Les trois critères de pénibilité concernant les risques ergonomiques (port de charges lourdes, postures pénibles et vibrations mécaniques), abandonnés en 2017, ne sont pas réintégrés tels quels dans la loi, comme le souhaitaient les syndicats. Le gouvernement va en revanche créer un « fonds d’investissement dans la prévention de l’usure professionnelle », doté d’un milliard d’euros sur le quinquennat. Il permettra d’aider à financer des actions de prévention et de reconversion pour les salariés exposés à ces risques. Par ailleurs, un « suivi médical renforcé » sera proposé à ces salariés à partir de la mi-carrière. Ils pourront, sur avis médical, bénéficier d’un aménagement de poste, de temps de travail, d’un accès renforcé à une reconversion, voire d’un départ anticipé à partir de 62 ans.

Des régimes spéciaux moins nombreux

La plupart des régimes spéciaux, qui permettent notamment de partir avant l’âge légal de départ, sont amenés à disparaître. Les nouveaux embauchés à la RATP, dans les industries électriques et gazières (EDF, Engie, etc.), à la Banque de France, mais aussi les clercs de notaires et les membres du Conseil économique social et environnemental (CESE) seront désormais affiliés au régime général. Cette mesure, appelée « clause du grand-père », est déjà appliquée aux nouveaux entrants de la SNCF depuis 2020. En revanche, les régimes autonomes (professions libérales et avocats), et ceux très spécifiques (marins, Opéra de Paris, Comédie française), continueront d’exister.

Les travailleurs des régimes spéciaux seront concernés par le décalage de l’âge légal et de départ et l’allongement de la durée de cotisation, mais en 2025 seulement. Un sursis justifié par le fait que la réforme Woerth de 2010, qui a relevé l’âge de départ de 60 ans à 62 ans, ne sera pleinement effective pour ces régimes qu’en 2024. La fonction publique continuera en revanche de bénéficier d’un mode de calcul avantageux de la pension de retraite, établi sur les six derniers mois et non les 25 meilleures années.
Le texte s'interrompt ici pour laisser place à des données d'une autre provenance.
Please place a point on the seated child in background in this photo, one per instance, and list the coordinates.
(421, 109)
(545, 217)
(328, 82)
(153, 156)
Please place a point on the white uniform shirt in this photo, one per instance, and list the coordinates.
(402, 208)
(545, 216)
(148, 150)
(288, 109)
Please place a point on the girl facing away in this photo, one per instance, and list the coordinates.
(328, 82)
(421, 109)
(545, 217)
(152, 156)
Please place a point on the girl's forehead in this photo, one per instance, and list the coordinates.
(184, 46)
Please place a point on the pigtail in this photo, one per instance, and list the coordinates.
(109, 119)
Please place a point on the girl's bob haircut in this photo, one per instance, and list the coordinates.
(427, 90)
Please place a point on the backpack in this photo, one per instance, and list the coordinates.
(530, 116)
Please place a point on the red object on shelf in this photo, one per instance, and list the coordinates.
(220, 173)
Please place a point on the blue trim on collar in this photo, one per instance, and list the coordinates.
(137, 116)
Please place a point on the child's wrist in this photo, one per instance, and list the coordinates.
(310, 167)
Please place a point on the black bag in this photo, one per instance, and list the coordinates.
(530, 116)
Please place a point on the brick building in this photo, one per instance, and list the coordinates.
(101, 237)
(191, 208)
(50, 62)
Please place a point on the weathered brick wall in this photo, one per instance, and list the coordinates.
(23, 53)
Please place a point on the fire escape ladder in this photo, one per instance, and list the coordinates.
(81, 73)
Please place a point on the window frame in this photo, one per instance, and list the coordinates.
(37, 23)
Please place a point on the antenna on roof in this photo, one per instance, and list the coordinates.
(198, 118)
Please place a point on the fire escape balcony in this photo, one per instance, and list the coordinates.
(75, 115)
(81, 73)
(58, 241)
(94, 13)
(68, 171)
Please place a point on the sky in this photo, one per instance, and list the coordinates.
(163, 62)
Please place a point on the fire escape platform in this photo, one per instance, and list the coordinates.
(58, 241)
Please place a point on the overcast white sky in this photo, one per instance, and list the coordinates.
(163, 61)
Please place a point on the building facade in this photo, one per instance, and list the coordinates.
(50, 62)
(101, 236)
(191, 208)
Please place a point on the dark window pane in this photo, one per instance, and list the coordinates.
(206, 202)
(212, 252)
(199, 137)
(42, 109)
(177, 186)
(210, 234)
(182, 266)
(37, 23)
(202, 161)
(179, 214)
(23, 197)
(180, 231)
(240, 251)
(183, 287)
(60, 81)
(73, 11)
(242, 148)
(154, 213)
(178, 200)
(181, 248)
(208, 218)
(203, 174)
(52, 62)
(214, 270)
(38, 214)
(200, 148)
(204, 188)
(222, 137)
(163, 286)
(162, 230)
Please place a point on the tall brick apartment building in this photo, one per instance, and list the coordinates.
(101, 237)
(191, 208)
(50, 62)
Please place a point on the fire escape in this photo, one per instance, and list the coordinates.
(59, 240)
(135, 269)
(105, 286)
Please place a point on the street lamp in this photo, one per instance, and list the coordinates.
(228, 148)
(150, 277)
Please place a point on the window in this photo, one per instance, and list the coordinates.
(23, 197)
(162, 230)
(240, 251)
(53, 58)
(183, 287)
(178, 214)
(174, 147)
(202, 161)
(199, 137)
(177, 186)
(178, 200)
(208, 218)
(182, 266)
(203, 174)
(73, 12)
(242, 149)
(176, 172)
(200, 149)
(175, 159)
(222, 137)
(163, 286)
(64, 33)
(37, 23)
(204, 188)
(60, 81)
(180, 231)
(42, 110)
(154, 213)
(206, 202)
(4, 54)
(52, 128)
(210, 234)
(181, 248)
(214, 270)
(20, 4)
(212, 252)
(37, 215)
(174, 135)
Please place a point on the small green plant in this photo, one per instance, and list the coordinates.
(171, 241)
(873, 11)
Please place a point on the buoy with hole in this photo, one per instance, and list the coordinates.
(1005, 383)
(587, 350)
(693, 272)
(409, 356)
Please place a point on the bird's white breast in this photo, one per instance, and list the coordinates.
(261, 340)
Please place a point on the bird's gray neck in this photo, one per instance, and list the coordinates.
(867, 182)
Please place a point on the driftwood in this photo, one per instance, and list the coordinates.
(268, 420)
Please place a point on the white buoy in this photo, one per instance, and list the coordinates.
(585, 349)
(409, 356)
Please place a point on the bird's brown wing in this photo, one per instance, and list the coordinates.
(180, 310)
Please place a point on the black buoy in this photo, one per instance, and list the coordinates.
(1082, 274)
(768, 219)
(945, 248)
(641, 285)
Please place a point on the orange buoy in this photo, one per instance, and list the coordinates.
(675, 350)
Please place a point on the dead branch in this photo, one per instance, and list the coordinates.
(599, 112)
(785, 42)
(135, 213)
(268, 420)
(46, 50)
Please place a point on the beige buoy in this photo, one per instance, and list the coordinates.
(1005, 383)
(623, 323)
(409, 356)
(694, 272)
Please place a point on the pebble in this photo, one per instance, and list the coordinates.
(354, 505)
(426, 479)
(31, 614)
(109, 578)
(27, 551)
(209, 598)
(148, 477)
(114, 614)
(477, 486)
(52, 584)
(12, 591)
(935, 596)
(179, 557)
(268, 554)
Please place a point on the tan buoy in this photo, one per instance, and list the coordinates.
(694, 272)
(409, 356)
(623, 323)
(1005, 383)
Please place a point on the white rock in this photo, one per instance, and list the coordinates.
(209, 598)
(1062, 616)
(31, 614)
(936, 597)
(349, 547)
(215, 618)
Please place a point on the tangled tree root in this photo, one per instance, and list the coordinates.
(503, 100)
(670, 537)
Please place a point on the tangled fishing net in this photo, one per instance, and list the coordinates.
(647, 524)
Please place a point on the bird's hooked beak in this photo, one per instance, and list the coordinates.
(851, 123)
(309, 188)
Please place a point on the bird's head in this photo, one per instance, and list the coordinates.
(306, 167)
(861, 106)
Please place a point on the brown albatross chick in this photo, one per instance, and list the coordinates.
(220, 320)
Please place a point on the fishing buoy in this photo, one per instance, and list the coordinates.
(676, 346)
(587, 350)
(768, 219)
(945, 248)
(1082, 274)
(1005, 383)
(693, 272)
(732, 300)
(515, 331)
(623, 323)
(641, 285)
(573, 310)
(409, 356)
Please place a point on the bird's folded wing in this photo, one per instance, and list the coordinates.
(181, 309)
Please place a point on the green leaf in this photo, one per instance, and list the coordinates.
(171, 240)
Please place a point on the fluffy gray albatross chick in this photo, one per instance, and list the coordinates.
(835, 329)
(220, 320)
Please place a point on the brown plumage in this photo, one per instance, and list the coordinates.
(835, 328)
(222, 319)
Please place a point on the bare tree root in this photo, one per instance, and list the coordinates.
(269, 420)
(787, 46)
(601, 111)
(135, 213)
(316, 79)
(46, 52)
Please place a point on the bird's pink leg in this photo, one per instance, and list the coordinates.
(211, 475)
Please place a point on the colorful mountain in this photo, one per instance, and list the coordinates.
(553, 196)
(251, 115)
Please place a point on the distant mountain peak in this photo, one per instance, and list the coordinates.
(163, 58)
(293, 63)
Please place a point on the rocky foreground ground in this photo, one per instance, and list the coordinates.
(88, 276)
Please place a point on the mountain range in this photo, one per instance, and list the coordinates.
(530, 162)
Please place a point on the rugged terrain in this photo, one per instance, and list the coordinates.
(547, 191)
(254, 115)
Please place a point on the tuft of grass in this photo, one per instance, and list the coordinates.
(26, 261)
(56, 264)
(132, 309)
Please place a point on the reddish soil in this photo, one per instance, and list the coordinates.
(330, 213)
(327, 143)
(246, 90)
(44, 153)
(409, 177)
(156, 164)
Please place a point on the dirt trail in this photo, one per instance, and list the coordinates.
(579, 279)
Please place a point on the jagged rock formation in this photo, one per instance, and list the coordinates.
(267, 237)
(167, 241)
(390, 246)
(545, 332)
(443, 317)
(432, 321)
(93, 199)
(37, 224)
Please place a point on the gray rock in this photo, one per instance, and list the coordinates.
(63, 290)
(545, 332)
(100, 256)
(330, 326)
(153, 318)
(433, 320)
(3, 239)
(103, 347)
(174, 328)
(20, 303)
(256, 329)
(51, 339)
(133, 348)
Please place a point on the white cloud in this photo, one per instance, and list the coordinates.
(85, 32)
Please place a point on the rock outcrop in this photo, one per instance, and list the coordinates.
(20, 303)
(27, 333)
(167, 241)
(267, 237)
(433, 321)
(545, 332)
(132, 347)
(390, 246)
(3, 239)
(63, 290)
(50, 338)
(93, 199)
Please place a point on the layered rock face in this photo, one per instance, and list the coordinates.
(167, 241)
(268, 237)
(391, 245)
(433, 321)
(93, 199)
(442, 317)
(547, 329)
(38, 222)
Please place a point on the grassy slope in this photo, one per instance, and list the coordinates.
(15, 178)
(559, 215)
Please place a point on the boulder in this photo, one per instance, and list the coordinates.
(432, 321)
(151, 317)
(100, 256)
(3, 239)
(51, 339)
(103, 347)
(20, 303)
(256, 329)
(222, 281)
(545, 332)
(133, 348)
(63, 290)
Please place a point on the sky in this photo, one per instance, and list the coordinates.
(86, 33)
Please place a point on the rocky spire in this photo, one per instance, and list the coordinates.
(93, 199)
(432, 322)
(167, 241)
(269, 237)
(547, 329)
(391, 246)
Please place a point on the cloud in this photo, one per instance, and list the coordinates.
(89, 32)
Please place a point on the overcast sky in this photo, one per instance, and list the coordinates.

L’augmentation de la pension minimale à 1 200 euros brut pour les retraités

C’était une promesse de campagne d’Emmanuel Macron, maintes fois martelée. Le gouvernement augmentera bien le minimum de pension de 100 euros par mois pour les personnes qui partiront à la retraite à partir du 1er septembre 2023. Un salarié qui a travaillé au smic toute sa vie touchera donc une pension de près de 1 200 euros brut par mois, soit 85% du smic net. A l’avenir, ce minimum de pension sera indexé sur le smic, et non l’inflation, afin que le ratio de 85% soit valable pour tous les futurs retraités. Cette mesure concernera les salariés, les artisans-commerçants et les agriculteurs.

Quid des retraités actuels ? Les parlementaires de la majorité étaient favorables à ce que cette revalorisation les concerne aussi. Aurore Bergé, présidente du groupe Renaissance, avait notamment fait part de cette demande sur France Inter lundi. Le gouvernement a confirmé qu’il allait travailler à « une revalorisation » des pensions de ces retraités, avec l’objectif qu’eux aussi puissent toucher 85% du smic net, dès cette année. « Près de deux millions de petites retraites vont être augmentées », a fait valoir Elisabeth Borne. Mais elle renvoie à de nouvelles concertations avec les groupes politiques et les syndicats à ce sujet. La modalité de cette augmentation sera connue d’ici au 23 janvier.

Un « index seniors » obligatoire dans les grandes entreprises

En France, seul un tiers des personnes âgées de 60 à 64 ans travaillaient en 2021, selon les données d’Eurostat. Un « index » mesurant l’emploi des seniors devra être instauré dans les entreprises de plus de 1 000 salariés « dès cette année », et pour celles de plus de 300 salariés en 2024. Cet index, très critiqué par le patronat, sera « simple » et « public ». « Le refus de renseigner l’index sera un motif de sanction », a précisé le ministre du Travail, Olivier Dussopt. Il n’a pas détaillé les indicateurs qui serviront à mettre en place cet index, indiquant qu’ils seraient « définis à l’issue d’une concertation professionnelle ».

Par ailleurs, les fonctionnaires pourront désormais bénéficier de la retraite progressive. Ce dispositif, pour l’instant réservé aux salariés du privé et aux indépendants, permet de réduire progressivement son activité professionnelle et de toucher une partie de sa retraite en plus de son salaire à temps partiel.